Unvermittelt stieg Ärger in ihm auf. »Was ich suche«, grollte er, »ist meine Ruhe und meinen Frieden.« Seine Stimme zitterte vor Wut, einer Wut, die weit größer war, als ihre Aufdringlichkeit es rechtfertigte, einer Wut, die ihn jedesmal von neuem erschreckte, wenn sie sein Nervensystem wie eine Riesenwelle überflutete. Als die junge Frau diesen Zorn hörte, zuckte sie zurück und suchte Zuflucht im Schweigen.

»Mann«, sagte der größte ihrer Beschützer von der Prätorianergarde, zweifellos ihr Liebhaber und wasserstoffblonder Centurion, »für einen Friedensapostel sind Sie aber ganz schön kriegerisch.«

Sie erinnerte ihn an jemanden, aber er wußte nicht, an wen, und diese kleine Erinnerungslücke, der ›Senioren-Moment ‹, setzte ihm auf ärgerliche Weise zu. Zum Glück war sie nicht mehr da, war niemand mehr da, als er nach einem unerwarteten, starken und heißen Regenschauer mit durchweichtem Hut und vollkommen durchnäßt vom Caribbean Carnival zurückkehrte. Als er an der Synagoge der Shearith-Israel-Gemeinde am Central Park West vorbeikam (einem weißen Wal von Bauwerk mit dreieckigem Giebel, gestützt von vier massiven korinthischen Säulen), dachte Professor Solanka, der durch den Platzregen hastete, an die Bar-Mizwa eines dreizehnjährigen Mädchens, das er durch die offene Seitentür beobachtet hatte, wie es mit dem Messer in der Hand auf die Zeremonie des Brotsegnens wartete. Keine einzige Religion bietet eine Zeremonie an, in der man für alles, was einem beschert wird, dankbar sein kann, sinnierte Professor Solanka: Man sollte meinen, daß wenigstens die Anglikaner so etwas hätten. Das Gesicht des Mädchens schimmerte durch das trübe Licht, die jungen, runden Züge sprachen von der absoluten Zuversicht, daß all ihre Erwartungen sich erfüllen würden. Jawohl, eine gesegnete Zeit wäre das dann, falls man Wörter wie ›gesegnet‹ benutzen wollte; was Solanka, ein Skeptiker, nicht tat.

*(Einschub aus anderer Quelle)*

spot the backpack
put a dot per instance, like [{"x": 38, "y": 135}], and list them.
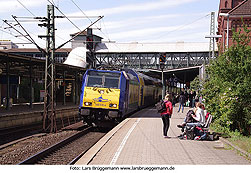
[
  {"x": 190, "y": 132},
  {"x": 161, "y": 106}
]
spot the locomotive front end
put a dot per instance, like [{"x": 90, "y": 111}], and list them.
[{"x": 100, "y": 97}]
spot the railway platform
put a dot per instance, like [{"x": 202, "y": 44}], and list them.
[{"x": 138, "y": 140}]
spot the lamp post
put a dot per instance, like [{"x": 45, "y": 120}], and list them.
[
  {"x": 213, "y": 36},
  {"x": 226, "y": 15}
]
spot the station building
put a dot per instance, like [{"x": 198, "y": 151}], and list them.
[{"x": 235, "y": 11}]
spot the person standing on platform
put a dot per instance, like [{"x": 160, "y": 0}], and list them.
[
  {"x": 166, "y": 115},
  {"x": 182, "y": 100}
]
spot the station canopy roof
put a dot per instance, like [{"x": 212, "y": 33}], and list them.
[{"x": 135, "y": 47}]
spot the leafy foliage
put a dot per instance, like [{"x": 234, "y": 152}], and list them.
[{"x": 227, "y": 91}]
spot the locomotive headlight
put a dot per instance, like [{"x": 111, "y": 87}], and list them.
[
  {"x": 101, "y": 91},
  {"x": 113, "y": 105},
  {"x": 88, "y": 103}
]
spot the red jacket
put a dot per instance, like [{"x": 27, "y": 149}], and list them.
[{"x": 169, "y": 109}]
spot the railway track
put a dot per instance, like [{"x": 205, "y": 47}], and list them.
[
  {"x": 67, "y": 151},
  {"x": 10, "y": 134}
]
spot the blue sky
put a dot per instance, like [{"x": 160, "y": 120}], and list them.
[{"x": 124, "y": 20}]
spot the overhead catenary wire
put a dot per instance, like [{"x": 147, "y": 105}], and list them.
[{"x": 26, "y": 8}]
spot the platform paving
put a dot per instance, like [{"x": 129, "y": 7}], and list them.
[{"x": 138, "y": 140}]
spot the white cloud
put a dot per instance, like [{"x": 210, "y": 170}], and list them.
[
  {"x": 13, "y": 5},
  {"x": 138, "y": 7}
]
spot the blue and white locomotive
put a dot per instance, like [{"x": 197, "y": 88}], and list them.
[{"x": 107, "y": 96}]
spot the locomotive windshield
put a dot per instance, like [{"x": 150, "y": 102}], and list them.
[{"x": 103, "y": 79}]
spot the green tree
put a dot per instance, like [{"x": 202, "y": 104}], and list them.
[{"x": 227, "y": 91}]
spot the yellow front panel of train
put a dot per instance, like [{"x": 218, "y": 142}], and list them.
[{"x": 105, "y": 98}]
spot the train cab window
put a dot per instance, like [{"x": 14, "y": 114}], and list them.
[
  {"x": 94, "y": 81},
  {"x": 111, "y": 82},
  {"x": 103, "y": 79}
]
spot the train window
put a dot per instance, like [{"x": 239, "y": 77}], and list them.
[
  {"x": 111, "y": 82},
  {"x": 94, "y": 81},
  {"x": 103, "y": 79}
]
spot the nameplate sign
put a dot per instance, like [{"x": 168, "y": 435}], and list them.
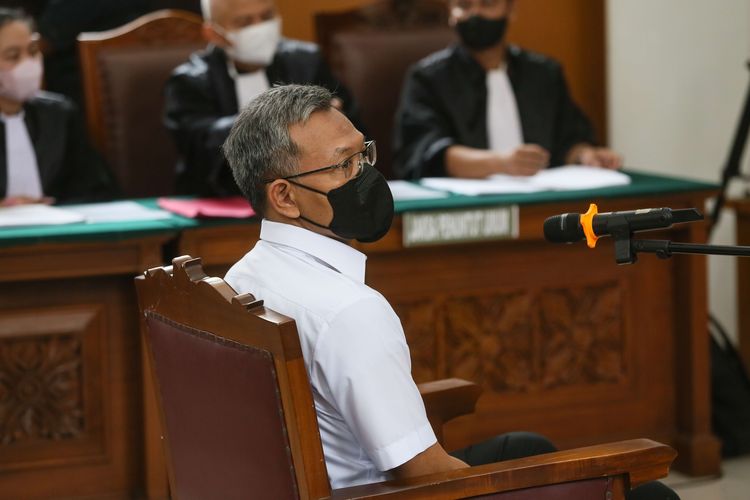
[{"x": 459, "y": 226}]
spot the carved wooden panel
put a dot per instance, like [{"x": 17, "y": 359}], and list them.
[
  {"x": 420, "y": 321},
  {"x": 50, "y": 385},
  {"x": 519, "y": 341}
]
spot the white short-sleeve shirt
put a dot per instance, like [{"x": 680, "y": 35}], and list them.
[
  {"x": 248, "y": 86},
  {"x": 22, "y": 169},
  {"x": 370, "y": 413}
]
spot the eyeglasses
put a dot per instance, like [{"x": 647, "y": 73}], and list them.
[{"x": 351, "y": 167}]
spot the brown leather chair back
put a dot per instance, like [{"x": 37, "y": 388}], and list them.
[
  {"x": 371, "y": 48},
  {"x": 232, "y": 388},
  {"x": 124, "y": 72}
]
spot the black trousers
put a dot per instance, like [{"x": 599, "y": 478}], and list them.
[{"x": 525, "y": 444}]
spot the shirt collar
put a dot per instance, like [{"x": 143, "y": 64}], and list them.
[{"x": 335, "y": 254}]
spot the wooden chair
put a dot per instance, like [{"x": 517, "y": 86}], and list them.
[
  {"x": 124, "y": 72},
  {"x": 239, "y": 419},
  {"x": 370, "y": 48}
]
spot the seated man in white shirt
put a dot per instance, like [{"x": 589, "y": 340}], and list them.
[{"x": 308, "y": 172}]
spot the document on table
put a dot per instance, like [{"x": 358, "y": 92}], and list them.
[
  {"x": 405, "y": 190},
  {"x": 36, "y": 215},
  {"x": 92, "y": 213},
  {"x": 567, "y": 178}
]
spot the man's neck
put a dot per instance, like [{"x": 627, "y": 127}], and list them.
[{"x": 491, "y": 58}]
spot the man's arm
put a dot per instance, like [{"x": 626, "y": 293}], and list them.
[
  {"x": 463, "y": 161},
  {"x": 433, "y": 459}
]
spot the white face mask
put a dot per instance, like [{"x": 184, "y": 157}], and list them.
[
  {"x": 23, "y": 81},
  {"x": 255, "y": 44}
]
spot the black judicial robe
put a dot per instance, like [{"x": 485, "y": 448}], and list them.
[
  {"x": 444, "y": 102},
  {"x": 69, "y": 169},
  {"x": 201, "y": 106}
]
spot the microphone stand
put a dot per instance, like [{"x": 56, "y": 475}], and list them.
[{"x": 627, "y": 249}]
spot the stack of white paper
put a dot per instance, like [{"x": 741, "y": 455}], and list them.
[
  {"x": 36, "y": 215},
  {"x": 117, "y": 211},
  {"x": 93, "y": 213},
  {"x": 571, "y": 177}
]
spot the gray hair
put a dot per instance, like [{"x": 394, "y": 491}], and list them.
[{"x": 259, "y": 147}]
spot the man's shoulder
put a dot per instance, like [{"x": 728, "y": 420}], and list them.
[
  {"x": 52, "y": 102},
  {"x": 438, "y": 62},
  {"x": 298, "y": 279},
  {"x": 198, "y": 64}
]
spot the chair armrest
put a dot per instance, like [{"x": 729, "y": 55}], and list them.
[
  {"x": 641, "y": 460},
  {"x": 447, "y": 399}
]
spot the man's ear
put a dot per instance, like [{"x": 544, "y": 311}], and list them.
[
  {"x": 280, "y": 198},
  {"x": 213, "y": 36}
]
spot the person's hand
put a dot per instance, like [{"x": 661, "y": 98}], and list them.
[
  {"x": 25, "y": 200},
  {"x": 526, "y": 159},
  {"x": 599, "y": 157}
]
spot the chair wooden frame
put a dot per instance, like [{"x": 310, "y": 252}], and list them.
[{"x": 183, "y": 293}]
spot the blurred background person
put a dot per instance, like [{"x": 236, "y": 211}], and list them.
[
  {"x": 46, "y": 156},
  {"x": 245, "y": 56}
]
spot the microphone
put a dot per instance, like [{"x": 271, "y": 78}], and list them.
[{"x": 570, "y": 228}]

Auf der nahen Amsterdam Avenue feierte man entlang eines Häuserblocks ein Sommerfest, einen Straßenmarkt, auf dem trotz der Regenschauer gute Geschäfte gemacht wurden. Professor Solanka schätzte, daß die Waren, die sich zu herabgesetzten Preisen auf den Ständen türmten, im weitaus größeren Teil der Welt die Vitrinen und Regale der exklusivsten kleinen Boutiquen und nobelsten Kaufhäuser gefüllt hätten. In ganz Indien, China, Afrika und weiten Teilen des südamerikanischen Kontinents hätten die, welche die Muße und das Portemonnaie für modische Dinge hatten – oder in den ärmeren Breiten schlicht gesagt für den Erwerb von überhaupt irgend etwas –, für die in Manhattan auf der Straße angebotenen Waren genauso gemordet wie für die abgelegten Kleider und bequemen Möbel, die in den opulenten Second-Hand-Läden zu finden waren, das ausrangierte Porzellan und die Designer-Schnäppchen in den Discount-Geschäften von downtown. Amerika beleidigt den Rest des Planeten, dachte Malik Solanka auf seine altmodische Art, indem es dieser Opulenz mit der achselzuckenden Lässigkeit der unverdient Reichen begegnet. Aber New York war in diesen Zeiten der Fülle zum Ziel und Objekt der Sinnenfreude und des Begehrens der ganzen Welt geworden, und die ›Beleidigung‹ machte den Rest der Welt nur noch viel gieriger. Auf dem Central Park West fuhren Pferdekutschen auf und ab. Das Klingeln der Glöckchen an den Geschirren klang wie Bares auf der Hand.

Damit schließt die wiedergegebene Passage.